Thursday, February 11, 2:45 in the school library
In the Forest of the Night by Amelia Atwater-Rhodes
Chosen Kateri Piggford
I was born to the name of Rachel Weatere in the year 1684, more than three hundred years ago.
The one who changed me named me Risika, and Risika I became, though I never asked what it meant. I continue to call myself Risika, even though I was transformed into what I am against my will.
By day, Risika sleeps in a shaded room in Concord, Massachusettts. By night, she hunts the streets of New York City. She is used to being alone.
But now someone is following Risika. Someone has left her a black rose, the same sort of rose that sealed her fate three hundred years ago.
Three hundred years ago Risika had a family — a brother and a sister who loved her. Three hundred years ago she was human.
Now she is a vampire, a powerful one. And her past has come back to torment her.

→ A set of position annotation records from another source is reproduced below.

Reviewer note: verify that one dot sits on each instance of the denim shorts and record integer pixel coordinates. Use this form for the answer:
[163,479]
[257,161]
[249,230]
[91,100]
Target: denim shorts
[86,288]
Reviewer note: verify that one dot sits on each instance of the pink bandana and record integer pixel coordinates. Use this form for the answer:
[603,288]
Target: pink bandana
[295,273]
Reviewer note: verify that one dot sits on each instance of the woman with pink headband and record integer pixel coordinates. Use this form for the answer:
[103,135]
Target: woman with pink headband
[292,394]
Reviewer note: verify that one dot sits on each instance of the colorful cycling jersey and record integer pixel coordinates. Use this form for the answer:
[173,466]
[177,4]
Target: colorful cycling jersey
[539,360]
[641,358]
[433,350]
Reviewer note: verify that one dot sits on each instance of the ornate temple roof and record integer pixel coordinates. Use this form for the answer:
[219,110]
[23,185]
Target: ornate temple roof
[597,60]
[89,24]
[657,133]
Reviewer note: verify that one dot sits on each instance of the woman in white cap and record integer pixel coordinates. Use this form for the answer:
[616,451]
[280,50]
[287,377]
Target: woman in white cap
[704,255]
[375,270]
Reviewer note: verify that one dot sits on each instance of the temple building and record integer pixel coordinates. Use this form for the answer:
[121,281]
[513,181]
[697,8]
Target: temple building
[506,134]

This atmospheric, haunting tale marks the stunning debut of a promising fourteen-year-old novelist.
Thursday, March 11, 2:45 in the school library
Black Sun Rising by C.S. Friedman
Chosen by Andrew Minor
The Coldfire trilogy tells a story of discovery and battle against evil on a planet where a force of nature exists that is capable of reshaping the world in response to psychic stimulus. This terrifying force, much like magic, has the power to prey upon the human mind, drawing forth a person's worst nightmare images or most treasured dreams and indiscriminately giving them life. This is the story of two men: one, a warrior priest ready to sacrifice anything and everything for the cause of humanity's progress; the other, a sorcerer who has survived for countless centuries by a total submission to evil. They are absolute enemies who must unite to conquer an evil greater than anything their world has ever known.

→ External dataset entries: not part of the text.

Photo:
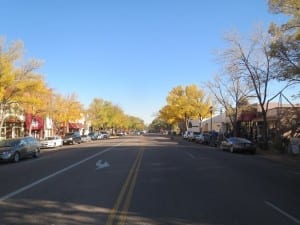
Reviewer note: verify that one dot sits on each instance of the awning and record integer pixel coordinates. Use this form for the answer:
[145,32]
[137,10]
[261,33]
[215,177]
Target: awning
[75,125]
[36,122]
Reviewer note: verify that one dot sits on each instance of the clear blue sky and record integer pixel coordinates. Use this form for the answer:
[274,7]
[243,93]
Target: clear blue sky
[131,53]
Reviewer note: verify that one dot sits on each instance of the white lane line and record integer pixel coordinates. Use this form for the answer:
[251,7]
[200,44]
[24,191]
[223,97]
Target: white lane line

Thursday, April 15, 2:45 in the school library
A Thousand Splendid Suns by Khaled Hosseini
Chosen by Alex Kontur
A Thousand Splendid Suns is a breathtaking story set against the volatile events of Afghanistan's last thirty years — from the Soviet invasion to the reign of the Taliban to post-Taliban rebuilding — that puts the violence, fear, hope and faith of this country in intimate, human terms. It is a tale of two generations of characters brought jarringly together by the tragic sweep of war, where personal lives — the struggle to survive, raise a family, find happiness — are inextricable from the history playing out around them.
Propelled by the same storytelling instinct that made The Kite Runner a beloved classic, A Thousand Splendid Suns is at once a remarkable chronicle of three decades of Afghan history and a deeply moving account of family and friendship. It is a striking, heartwrenching novel of an unforgiving time, an unlikely friendship, and an indestructible love — a stunning accomplishment.
Thursday, May 13, 2:45 in the school library
Something Borrowed by Emily Giffin
Chosen by Francine Jones
Rachel has always been a good girl--until her thirtieth birthday, when her best friend Darcy throws her a party. That night, after too many drinks, Rachel ends up in bed with Darcy's fiancé Dex. Rachel is horrified to discover that she has genuine feelings for Dex. She prays for fate to intervene, but when she makes a choice she discovers that the lines between right and wrong are blurry, endings aren't always neat, and you have to risk all to win true happiness.